Tuesday, October 25, 2011

Some Encouraging News

Ambrose Evans-Pritchard, the International Business Editor for the Telegraph, has a very encouraging article in the October 23, 2011 issue arguing that the balance of world power is going to swing back to the U.S. over the next several years:
Telegraph readers already know about the "shale gas revolution" that has turned America into the world’s number one producer of natural gas, ahead of Russia.

Less known is that the technology of hydraulic fracturing - breaking rocks with jets of water - will also bring a quantum leap in shale oil supply, mostly from the Bakken fields in North Dakota, Eagle Ford in Texas, and other reserves across the Mid-West.

"The US was the single largest contributor to global oil supply growth last year, with a net 395,000 barrels per day (b/d)," said Francisco Blanch from Bank of America, comparing the Dakota fields to a new North Sea.

Total US shale output is "set to expand dramatically" as fresh sources come on stream, possibly reaching 5.5m b/d by mid-decade. This is a tenfold rise since 2009.
 It is not just energy; Evans-Pritchard points to something that I have pointed to previously:
Meanwhile, the China-US seesaw is about to swing the other way. Offshoring is out, 're-inshoring' is the new fashion.

"Made in America, Again" - a report this month by Boston Consulting Group - said Chinese wage inflation running at 16pc a year for a decade has closed much of the cost gap. China is no longer the "default location" for cheap plants supplying the US.

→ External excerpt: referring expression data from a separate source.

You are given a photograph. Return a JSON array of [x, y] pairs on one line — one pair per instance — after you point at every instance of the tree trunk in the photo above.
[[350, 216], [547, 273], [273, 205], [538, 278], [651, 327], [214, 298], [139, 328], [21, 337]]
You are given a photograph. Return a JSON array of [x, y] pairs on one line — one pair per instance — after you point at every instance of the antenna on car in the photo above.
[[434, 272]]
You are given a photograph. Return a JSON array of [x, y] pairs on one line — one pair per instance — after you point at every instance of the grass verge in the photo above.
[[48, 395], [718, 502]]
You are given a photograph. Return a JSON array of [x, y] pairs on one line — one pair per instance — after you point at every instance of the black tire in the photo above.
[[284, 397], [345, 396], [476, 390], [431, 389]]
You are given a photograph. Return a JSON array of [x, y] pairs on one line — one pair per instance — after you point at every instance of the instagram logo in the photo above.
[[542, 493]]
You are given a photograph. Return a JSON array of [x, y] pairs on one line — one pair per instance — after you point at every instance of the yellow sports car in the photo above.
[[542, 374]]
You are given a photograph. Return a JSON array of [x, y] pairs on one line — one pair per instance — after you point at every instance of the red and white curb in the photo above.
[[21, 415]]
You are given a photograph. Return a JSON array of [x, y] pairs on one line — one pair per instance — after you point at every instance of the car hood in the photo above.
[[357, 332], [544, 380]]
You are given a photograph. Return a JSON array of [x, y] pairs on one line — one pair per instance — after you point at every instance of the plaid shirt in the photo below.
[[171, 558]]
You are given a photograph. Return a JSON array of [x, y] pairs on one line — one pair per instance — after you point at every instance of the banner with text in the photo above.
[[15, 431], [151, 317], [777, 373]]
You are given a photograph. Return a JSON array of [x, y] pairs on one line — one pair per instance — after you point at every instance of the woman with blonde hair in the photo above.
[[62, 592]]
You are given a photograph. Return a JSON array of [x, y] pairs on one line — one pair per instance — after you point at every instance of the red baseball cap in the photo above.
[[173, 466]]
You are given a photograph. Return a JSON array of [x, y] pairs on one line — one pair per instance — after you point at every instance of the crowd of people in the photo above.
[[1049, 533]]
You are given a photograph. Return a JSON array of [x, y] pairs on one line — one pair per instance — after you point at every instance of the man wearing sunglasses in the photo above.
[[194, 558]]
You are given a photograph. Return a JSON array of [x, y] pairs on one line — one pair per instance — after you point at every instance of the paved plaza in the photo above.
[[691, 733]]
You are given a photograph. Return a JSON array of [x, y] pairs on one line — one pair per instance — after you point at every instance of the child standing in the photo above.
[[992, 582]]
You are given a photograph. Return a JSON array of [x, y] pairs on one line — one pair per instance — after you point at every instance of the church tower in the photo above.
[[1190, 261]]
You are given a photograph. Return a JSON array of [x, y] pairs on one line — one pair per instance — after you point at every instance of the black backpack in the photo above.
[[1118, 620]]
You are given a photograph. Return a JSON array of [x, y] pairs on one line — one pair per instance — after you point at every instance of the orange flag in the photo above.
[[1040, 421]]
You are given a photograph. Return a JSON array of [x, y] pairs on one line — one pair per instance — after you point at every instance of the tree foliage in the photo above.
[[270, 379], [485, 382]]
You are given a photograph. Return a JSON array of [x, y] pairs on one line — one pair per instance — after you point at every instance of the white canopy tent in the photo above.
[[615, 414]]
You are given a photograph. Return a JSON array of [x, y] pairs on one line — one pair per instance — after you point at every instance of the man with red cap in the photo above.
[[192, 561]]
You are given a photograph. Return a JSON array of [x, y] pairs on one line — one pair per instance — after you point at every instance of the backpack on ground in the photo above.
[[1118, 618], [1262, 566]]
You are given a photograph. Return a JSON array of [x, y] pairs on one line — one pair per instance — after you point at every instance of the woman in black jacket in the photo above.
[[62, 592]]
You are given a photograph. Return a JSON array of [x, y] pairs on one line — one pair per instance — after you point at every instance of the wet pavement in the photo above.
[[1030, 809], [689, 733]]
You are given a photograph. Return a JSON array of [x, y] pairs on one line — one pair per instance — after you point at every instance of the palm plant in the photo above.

A "tipping point" is near in computers, electrical equipment, machinery, autos and motor parts, plastics and rubber, fabricated metals, and even furniture.

"A surprising amount of work that rushed to China over the past decade could soon start to come back," said BCG's Harold Sirkin.
I have mentioned here some of the surprising goods that I find myself buying that are made in America--like socks!  There comes a certain point where American advantages in efficiency, little or no transportation costs from maker to consumer, and perceived quality advantages, win over the Chinese sweat shops.

Maybe Evans-Pritchard is too optimistic.  Maybe Obama will win the battle over cheap energy, and succeed in making us dependent on Middle Eastern oil and alternative technologies powered by unicorn flatulence.  Or perhaps the Republican Party will make a dramatic turnaround actually stand for free markets and capitalism.  But I need all the optimism I can get right now.

1 comment:

  1. The "little or no transportation costs from maker to consumer" is, at least for things like socks, probably directly a non-issue. The Box quoted a figure of something like 19 cents for a pair of jeans.

    I suspect the real key is what most Americans seem to miss about what is probably the most important aspect of Just In Time manufacturing: quasi-instant detection of defects. Sure, it radically reduces inventory (the sort of financial thing we tend to obsess on), but compare these two scenarios from, say, car manufacturing:

    Assembler orders and receives widgets quarterly; a jig of widget maker's gets out of alignment but is not detected, one quarter's lot are delivered with most of them useless. No one wins in that situation.

    Jig goes out of alignment. Manufacturer tries to assemble widget into cars or whatever within hours or one day at most. The assembly lines are stopped, the problem is fixed, proceed as usual.

    Now, for something like socks, someone will have to be doing statistical QA to catch the problem before it reaches the retailers, but anyway you look at it, the feedback loop is much shorter.

    Final note: Chinese manufacturers are generally notorious for delivering lower quality over time. Might not be a problem for Foxconn (which seems to be a special case and is run out of Taiwan anyway), but for the sort of manufacturer the average small to medium firm can retain I gather it's a big deal (and I can confirm this if desired with a friend of my father's).